1. Remember that $\Bbb{Z}_p$ is not $\Bbb{F}_p$! In particular, $p\neq 0$ in $\Bbb{Z}_p,$ but it appears you're thinking it is based on your division by $0$ comment.
2. Building off the first point, it may be helpful to remember that in fact, $\Bbb{Q}_p = \Bbb{Z}_p\left[\frac1p\right].$ For your final calculation, it might also be useful to remember how to express the localization $R\left[\frac 1f\right]$ as a colimit for $f\in R$ (this may also help you decide how you want to express $\Bbb{Q}$ as a colimit in the first place, given the answer you want to obtain).
3. It might also help to remember that if $p\nmid n,$ then $\frac 1n\Bbb{Z}_p = \Bbb{Z}_p.$
4. Don't forget that you can't get $\Bbb{Q}$ just by taking the colimit of $$ \Bbb{Z}\to\frac12\Bbb{Z}\to\frac{1}{2\cdot 3}\Bbb{Z}\to\dots\to\frac{1}{2\cdot3\cdot5\cdot\dots\cdot p_n}\Bbb{Z}\to\cdots. $$ In particular, you will never get denominators that have $2^2$ in them.

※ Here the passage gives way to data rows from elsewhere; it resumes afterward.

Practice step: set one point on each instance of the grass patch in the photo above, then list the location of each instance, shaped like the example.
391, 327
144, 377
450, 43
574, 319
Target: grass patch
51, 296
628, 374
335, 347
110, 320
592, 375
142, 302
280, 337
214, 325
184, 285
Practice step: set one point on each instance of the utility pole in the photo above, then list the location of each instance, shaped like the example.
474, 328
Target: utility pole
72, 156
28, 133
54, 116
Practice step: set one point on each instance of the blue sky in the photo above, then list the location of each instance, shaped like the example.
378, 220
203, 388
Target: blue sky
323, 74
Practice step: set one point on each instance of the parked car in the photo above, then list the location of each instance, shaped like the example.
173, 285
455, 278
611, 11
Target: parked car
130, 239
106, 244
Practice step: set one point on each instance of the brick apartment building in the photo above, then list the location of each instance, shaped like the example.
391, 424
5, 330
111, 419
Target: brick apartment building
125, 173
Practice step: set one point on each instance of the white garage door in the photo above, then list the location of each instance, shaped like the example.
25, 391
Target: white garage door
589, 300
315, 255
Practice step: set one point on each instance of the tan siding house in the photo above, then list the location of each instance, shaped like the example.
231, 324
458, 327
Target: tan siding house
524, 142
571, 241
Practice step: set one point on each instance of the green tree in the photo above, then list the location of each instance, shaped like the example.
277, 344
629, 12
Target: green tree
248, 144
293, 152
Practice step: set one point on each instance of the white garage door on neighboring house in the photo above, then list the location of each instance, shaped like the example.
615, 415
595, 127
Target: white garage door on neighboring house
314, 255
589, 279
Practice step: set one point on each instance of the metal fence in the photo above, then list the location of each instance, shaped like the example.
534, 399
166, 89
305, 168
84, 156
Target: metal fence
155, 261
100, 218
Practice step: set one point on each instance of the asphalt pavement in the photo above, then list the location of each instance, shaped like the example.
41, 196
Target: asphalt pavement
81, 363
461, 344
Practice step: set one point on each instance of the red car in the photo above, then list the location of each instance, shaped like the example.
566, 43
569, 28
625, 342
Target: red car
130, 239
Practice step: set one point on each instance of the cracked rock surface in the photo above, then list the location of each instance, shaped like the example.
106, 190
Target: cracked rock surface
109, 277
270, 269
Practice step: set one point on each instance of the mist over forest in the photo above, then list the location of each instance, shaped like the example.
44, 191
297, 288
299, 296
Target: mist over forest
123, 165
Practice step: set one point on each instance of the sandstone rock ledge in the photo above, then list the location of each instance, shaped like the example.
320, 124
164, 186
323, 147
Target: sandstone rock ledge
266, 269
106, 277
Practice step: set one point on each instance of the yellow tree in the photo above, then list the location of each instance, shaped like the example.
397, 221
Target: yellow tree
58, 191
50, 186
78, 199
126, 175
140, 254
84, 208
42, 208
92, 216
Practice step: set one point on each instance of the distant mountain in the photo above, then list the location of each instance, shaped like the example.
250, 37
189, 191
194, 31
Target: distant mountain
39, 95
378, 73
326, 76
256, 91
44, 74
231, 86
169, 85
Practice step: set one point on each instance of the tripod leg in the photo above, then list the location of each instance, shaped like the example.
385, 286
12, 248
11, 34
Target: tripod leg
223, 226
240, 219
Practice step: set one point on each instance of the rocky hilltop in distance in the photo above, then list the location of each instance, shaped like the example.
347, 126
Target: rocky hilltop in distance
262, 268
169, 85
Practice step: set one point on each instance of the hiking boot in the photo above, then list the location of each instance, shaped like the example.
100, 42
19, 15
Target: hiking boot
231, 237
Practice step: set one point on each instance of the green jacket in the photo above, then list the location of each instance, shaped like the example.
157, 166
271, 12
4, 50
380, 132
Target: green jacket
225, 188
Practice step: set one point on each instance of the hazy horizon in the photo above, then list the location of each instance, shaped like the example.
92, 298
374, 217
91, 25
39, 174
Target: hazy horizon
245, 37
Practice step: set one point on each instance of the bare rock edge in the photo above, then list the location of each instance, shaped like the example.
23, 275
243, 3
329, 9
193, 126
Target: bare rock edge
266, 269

Perhaps you didn't intend to take the colimit of the above, but the pattern in your sequence of maps is not entirely clear from only two terms.
5. As Trebor said in a comment above, you can think of $\frac1n\Bbb{Z}$ as simply $\Bbb{Z}$ via the isomorphism of $\Bbb{Z}$-modules \begin{align*} \Bbb{Z}&\to\frac1n\Bbb{Z}\\ 1&\mapsto\frac1n \end{align*} (I will let you fill in the details). In particular, this lets you express $\Bbb{Q}$ as a colimit of a diagram of the form $$ \Bbb{Z}\xrightarrow{f_1}\Bbb{Z}\xrightarrow{f_2}\cdots $$ for some choice of maps $f_1,f_2,\dots.$ (As in point 4 above, be careful with what each $f_i$ really is.)

See if you can take it from here!